What is the fastest Python PDF library?

PDF Oxide is the fastest Python PDF library, with 0.8ms mean text extraction time — 5.8× faster than PyMuPDF (4.6ms) and 15× faster than pypdf (12.1ms). Benchmarked on 3,830 real-world PDFs with 100% pass rate.

Is PDF Oxide free for commercial use?

Yes. PDF Oxide is MIT licensed — free for all uses including commercial products, SaaS, and proprietary software. No license fees, no sales calls, no AGPL restrictions.

Can PDF Oxide handle scanned PDFs with OCR?

Yes. PDF Oxide includes built-in OCR via PaddleOCR and ONNX Runtime. No Tesseract installation needed — just pip install pdf_oxide and use extract_text_ocr(). Supports PP-OCRv3, v4, and v5 models.

Does PDF Oxide support XFA forms?

Yes. PDF Oxide is the only Python PDF library that can detect, analyze, and extract data from XFA forms (XML Forms Architecture).

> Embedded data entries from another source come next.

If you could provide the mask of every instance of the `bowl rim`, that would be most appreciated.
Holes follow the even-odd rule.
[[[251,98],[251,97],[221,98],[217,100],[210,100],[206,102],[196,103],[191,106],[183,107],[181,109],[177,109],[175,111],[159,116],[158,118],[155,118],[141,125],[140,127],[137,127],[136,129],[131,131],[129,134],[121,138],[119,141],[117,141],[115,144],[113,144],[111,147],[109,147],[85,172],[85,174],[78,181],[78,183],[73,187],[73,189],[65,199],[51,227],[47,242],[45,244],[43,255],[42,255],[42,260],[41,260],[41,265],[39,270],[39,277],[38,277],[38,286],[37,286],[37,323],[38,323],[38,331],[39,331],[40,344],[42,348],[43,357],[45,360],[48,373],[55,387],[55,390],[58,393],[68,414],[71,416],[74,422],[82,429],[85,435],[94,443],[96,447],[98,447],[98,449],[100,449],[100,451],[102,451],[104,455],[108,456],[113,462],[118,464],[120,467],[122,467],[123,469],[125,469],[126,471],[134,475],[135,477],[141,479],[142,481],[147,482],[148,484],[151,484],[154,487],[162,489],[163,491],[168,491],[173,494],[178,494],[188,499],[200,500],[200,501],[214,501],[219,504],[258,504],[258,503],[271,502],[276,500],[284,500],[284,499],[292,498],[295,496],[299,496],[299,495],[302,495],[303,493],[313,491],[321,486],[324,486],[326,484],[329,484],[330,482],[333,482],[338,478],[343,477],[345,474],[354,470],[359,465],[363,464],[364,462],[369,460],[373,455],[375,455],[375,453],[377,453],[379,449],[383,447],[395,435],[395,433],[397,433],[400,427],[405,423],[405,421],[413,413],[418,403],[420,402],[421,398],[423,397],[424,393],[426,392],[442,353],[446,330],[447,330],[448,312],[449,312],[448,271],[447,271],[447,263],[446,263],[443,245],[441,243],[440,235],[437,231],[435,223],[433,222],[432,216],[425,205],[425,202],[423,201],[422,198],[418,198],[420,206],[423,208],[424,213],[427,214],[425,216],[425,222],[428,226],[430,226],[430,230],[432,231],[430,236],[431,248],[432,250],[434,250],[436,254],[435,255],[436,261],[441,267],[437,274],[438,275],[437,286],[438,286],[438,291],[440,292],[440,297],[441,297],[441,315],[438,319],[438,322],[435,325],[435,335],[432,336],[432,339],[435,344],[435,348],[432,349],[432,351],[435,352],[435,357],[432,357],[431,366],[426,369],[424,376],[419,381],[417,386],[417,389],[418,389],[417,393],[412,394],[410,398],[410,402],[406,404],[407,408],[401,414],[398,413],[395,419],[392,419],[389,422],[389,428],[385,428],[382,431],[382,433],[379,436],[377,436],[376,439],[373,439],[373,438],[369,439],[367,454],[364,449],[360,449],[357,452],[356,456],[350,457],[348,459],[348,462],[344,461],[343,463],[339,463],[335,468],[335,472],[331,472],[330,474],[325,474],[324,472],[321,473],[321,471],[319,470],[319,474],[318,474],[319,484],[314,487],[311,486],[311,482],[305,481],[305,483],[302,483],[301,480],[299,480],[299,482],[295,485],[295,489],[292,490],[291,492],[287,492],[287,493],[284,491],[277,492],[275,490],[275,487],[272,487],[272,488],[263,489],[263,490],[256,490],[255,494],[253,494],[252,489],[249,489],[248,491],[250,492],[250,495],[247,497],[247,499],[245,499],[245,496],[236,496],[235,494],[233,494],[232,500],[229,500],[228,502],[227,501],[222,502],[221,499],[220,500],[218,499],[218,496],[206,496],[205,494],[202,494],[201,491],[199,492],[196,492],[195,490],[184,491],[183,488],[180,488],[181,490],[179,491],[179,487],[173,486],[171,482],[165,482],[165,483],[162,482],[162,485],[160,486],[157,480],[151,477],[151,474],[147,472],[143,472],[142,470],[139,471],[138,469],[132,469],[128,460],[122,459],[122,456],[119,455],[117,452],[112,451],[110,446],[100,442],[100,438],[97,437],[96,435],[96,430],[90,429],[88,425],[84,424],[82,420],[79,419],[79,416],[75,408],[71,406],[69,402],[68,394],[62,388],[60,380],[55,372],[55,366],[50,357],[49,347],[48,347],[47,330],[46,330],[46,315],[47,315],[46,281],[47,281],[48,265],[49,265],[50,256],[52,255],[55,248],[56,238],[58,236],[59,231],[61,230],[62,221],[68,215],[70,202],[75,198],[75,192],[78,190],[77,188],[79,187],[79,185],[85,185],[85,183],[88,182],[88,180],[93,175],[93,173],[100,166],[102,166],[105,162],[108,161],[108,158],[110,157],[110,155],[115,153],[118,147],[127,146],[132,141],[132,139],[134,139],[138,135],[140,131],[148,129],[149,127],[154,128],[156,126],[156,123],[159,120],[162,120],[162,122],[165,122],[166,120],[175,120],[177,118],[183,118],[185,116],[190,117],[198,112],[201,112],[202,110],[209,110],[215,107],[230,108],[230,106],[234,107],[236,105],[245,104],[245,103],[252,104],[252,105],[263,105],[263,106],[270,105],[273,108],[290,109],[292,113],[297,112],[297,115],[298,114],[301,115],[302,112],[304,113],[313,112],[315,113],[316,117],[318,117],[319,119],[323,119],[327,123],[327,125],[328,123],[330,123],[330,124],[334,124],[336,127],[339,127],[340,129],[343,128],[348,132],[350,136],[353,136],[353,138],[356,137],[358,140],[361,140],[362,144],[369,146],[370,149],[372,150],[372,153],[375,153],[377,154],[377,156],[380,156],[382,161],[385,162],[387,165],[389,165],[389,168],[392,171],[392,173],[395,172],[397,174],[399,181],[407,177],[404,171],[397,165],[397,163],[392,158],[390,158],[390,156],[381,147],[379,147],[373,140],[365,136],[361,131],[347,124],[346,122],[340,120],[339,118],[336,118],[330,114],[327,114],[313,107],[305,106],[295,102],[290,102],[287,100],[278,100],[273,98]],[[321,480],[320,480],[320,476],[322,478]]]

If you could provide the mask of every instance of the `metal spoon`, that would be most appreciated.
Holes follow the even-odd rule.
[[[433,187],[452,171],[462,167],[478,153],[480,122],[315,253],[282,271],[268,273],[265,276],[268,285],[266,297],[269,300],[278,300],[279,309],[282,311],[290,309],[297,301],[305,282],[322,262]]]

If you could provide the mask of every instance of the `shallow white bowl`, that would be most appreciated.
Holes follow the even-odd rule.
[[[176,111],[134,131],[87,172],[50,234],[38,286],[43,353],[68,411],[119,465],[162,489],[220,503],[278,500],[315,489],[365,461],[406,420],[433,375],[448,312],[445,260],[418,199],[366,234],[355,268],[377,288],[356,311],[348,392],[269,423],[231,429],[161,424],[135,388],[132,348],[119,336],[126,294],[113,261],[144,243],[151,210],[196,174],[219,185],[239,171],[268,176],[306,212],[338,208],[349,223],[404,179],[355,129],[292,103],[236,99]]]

PyMuPDF, pypdf, pdfplumber, and pdfminer cannot read XFA form data.

How does PDF Oxide compare to PyMuPDF?

PDF Oxide is 5.8× faster than PyMuPDF (0.8ms vs 4.6ms mean), has a 100% pass rate vs 99.3%, and is MIT licensed vs PyMuPDF's AGPL-3.0. PDF Oxide also has built-in Markdown/HTML output and XFA form support that PyMuPDF lacks.

Can PDF Oxide convert PDF to Markdown?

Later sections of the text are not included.